In a spark of pure wonderful coincidence, I stumbled across the concept visualization of Expo 2020 in Dubai – and boy does it look amazing, so I wanted to share.
To begin, Dubai’s Expo abstract theme, “Connecting Minds, Creating the Future,” is organized into three main sub-themes: mobility, sustainability and opportunity that are visualized by three main plazas at the center of the park, shown here:
In contrast to Shanghai’s Expo park which was organized similar to the block patterns of New York City, and Milan’s Expo park which was generally organized chaos, Dubai’s Expo is organized with a strong center complex that serves as the heart of the park, housing shared pavilions for entertainment and commercial and diplomatic networking.

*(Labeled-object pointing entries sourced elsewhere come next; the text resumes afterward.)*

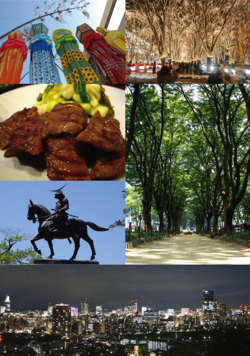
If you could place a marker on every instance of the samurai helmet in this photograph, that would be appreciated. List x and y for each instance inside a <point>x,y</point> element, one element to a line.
<point>58,192</point>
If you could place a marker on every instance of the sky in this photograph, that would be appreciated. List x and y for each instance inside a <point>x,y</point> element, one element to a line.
<point>99,202</point>
<point>16,12</point>
<point>172,286</point>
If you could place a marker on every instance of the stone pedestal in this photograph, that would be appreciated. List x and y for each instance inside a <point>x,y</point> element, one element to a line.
<point>49,261</point>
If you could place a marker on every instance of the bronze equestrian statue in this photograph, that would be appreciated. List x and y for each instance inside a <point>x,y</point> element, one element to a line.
<point>58,226</point>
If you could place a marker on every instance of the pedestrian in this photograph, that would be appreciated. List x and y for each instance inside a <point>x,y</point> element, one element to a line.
<point>154,67</point>
<point>165,76</point>
<point>190,68</point>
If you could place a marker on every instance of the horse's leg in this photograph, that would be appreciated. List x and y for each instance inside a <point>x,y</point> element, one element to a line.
<point>36,238</point>
<point>77,245</point>
<point>86,238</point>
<point>51,248</point>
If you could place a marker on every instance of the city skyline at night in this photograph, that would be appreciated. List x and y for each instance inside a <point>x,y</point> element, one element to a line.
<point>172,286</point>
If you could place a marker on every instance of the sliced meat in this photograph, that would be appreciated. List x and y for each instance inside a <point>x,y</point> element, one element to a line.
<point>109,167</point>
<point>7,127</point>
<point>26,137</point>
<point>103,132</point>
<point>56,128</point>
<point>64,160</point>
<point>70,112</point>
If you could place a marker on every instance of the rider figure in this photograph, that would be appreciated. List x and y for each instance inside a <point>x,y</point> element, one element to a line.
<point>60,214</point>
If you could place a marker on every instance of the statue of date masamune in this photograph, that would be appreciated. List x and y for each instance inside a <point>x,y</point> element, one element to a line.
<point>58,226</point>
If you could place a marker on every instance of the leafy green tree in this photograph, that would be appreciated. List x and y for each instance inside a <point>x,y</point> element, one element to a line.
<point>221,112</point>
<point>11,256</point>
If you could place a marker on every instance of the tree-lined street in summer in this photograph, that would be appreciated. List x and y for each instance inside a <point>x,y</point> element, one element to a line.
<point>188,157</point>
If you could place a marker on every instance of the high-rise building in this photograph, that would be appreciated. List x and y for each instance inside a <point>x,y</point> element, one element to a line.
<point>50,309</point>
<point>74,312</point>
<point>98,309</point>
<point>135,307</point>
<point>61,320</point>
<point>7,303</point>
<point>85,307</point>
<point>184,311</point>
<point>209,302</point>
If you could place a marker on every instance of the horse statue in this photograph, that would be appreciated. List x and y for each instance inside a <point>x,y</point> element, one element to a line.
<point>75,228</point>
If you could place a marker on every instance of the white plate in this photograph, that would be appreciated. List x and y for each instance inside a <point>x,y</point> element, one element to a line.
<point>18,99</point>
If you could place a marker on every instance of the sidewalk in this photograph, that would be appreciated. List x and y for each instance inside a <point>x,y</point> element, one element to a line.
<point>189,249</point>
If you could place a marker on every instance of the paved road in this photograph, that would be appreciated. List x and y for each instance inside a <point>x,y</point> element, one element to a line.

As demonstrated by the visual, these three plazas are supported by a dynamic structural architecture that directs airflow and traffic to the three corners of the park. (This is really going to come in handy when tons of people are saturating the park’s core in search of shade on those scorching summer days in the desert sun. Dubai Expo, if you’re listening, you should have some walk-through misters like Disney World. That’s all I’m saying….)
Expect more details in the future breaking down the map, design, and concept of Milan’s Expo for 2015.
In honor of American Independence Day, I wanted to give you some details about the US Pavilion at the Milan Expo! In contrast to the USA pavilion at the Shanghai World Expo in 2010 (I’ll give you a better comparative study another day), this pavilion not only has corporate sponsors but also government funds which enables more creativity and flexibility in the design process. The building’s design – a very simple two-story building with a linear stacked design – boasts one of the world’s largest vertical gardens that flex horizontally to catch the sun’s rays. Designed to mimic the structure of a barn, the pavilion’s theme of “farm to table” food is part of the US’s mission to work with companies and nations to use simple farming, good nutrition, and agricultural engineering to feed the world’s 9 billion people by 2050.
Follow the USA pavilion on Instagram @usapavilion2015 to see today’s US-sponsored events – today they have marching bands, cheerleading, flash mobs, and cupcake sales in honor of the 4th. On their Instagram account you can also see a super quick behind the scenes look at the US pavilion.
One of my first stops (after regaining consciousness after a debilitating 2 days of jet lag) was Sciolze – a small, beautiful city outside of Torino/Turin where I would meet my faculty advisor, Dr. Simone Cinotto. I stayed with a family of three – a French-speaking mother who restores 16th century paintings, an Italian-speaking father who runs an enoteca (wine store) in Torino, and a teenage daughter who is learning Spanish in school. Completely exhausted from traveling in Milan’s heavy traffic and toll roads, I asked Antonieta if she could recommend a wine store nearby or had some wine I could purchase in order to stay in for the evening. Her husband, Bartolome, returned to give me a lesson on wine, explaining in such beautiful Ital-ish how his wines were locally sourced.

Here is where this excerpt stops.